Eleven studies (eight RCTs, three observational; n=1,168) found that oral vitamin D supplementation produces small but statistically significant improvements in semen volume, sperm concentration, progressive motility, and testosterone in infertile men. The catch: none of that translated into clinical pregnancy or live birth rates in the two trials that actually measured them. Whether lab-level sperm improvements mean anything for real-world fertility remains unanswered.
This is a pre-registered (PROSPERO: CRD420251017427), PRISMA 2020-compliant meta-analysis drawing from five databases and using validated risk-of-bias tools (RoB 2.0 for RCTs, ROBINS-I for observational studies). Subgroup and sensitivity analyses were conducted, including stratification by dose, duration (≤3 months vs. 5–6 months), and baseline vitamin D status. The 5–6 month follow-up window is biologically appropriate given human spermatogenesis requires roughly 64–74 days.

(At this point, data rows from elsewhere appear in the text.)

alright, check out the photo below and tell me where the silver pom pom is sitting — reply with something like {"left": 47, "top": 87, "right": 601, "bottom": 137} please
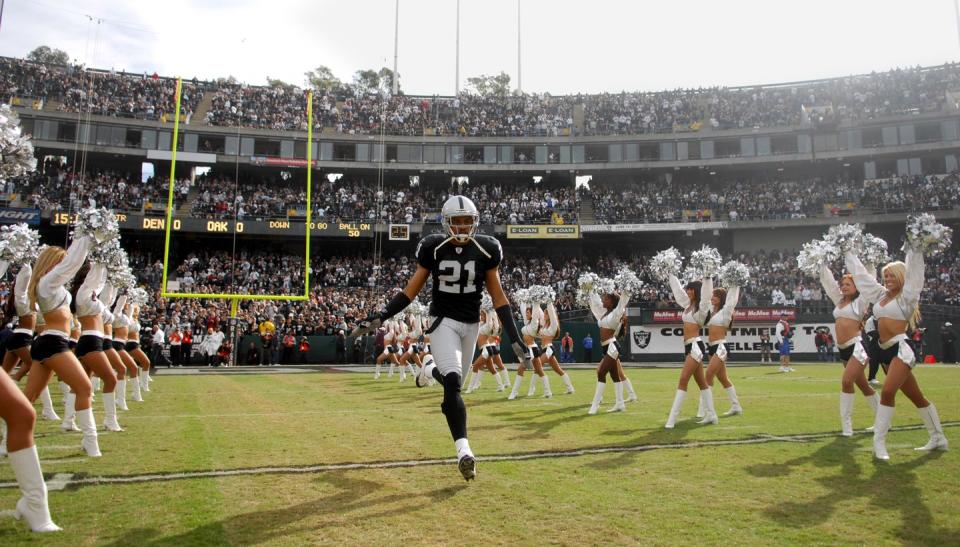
{"left": 824, "top": 223, "right": 864, "bottom": 255}
{"left": 577, "top": 272, "right": 601, "bottom": 295}
{"left": 0, "top": 223, "right": 41, "bottom": 266}
{"left": 613, "top": 268, "right": 644, "bottom": 295}
{"left": 689, "top": 245, "right": 723, "bottom": 278}
{"left": 513, "top": 288, "right": 532, "bottom": 305}
{"left": 479, "top": 293, "right": 494, "bottom": 312}
{"left": 796, "top": 238, "right": 840, "bottom": 277}
{"left": 649, "top": 247, "right": 683, "bottom": 282}
{"left": 596, "top": 277, "right": 615, "bottom": 296}
{"left": 0, "top": 105, "right": 38, "bottom": 181}
{"left": 89, "top": 237, "right": 126, "bottom": 267}
{"left": 129, "top": 287, "right": 150, "bottom": 307}
{"left": 575, "top": 288, "right": 592, "bottom": 307}
{"left": 530, "top": 284, "right": 556, "bottom": 304}
{"left": 861, "top": 233, "right": 890, "bottom": 267}
{"left": 719, "top": 261, "right": 750, "bottom": 288}
{"left": 904, "top": 213, "right": 953, "bottom": 256}
{"left": 72, "top": 207, "right": 120, "bottom": 244}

Eleven studies and 1,168 participants is a thin evidence base. Heterogeneity across included studies was substantial and not fully resolved by subgroup analyses, and the authors did not conduct a formal GRADE assessment. Several trials co-administered calcium alongside vitamin D, complicating attribution of observed effects to vitamin D alone.
The sperm metrics moved; the pregnancies didn't. That gap is the paper's most important finding, and credit to the authors for stating it plainly rather than overselling. The meta-analysis is competently assembled within its constraints — pre-registration, proper bias tools, multiple sensitivity analyses — but two pregnancy endpoints across eleven studies is too thin a foundation for clinical inference. The heterogeneity problem is acknowledged but unsolved, calcium co-supplementation muddies the mechanism, and Gheflati et al. is doing enough work across pooled analyses to matter more than its n=22 deserves. Worth reading for the motility and testosterone data; treat the sperm morphology finding as noise.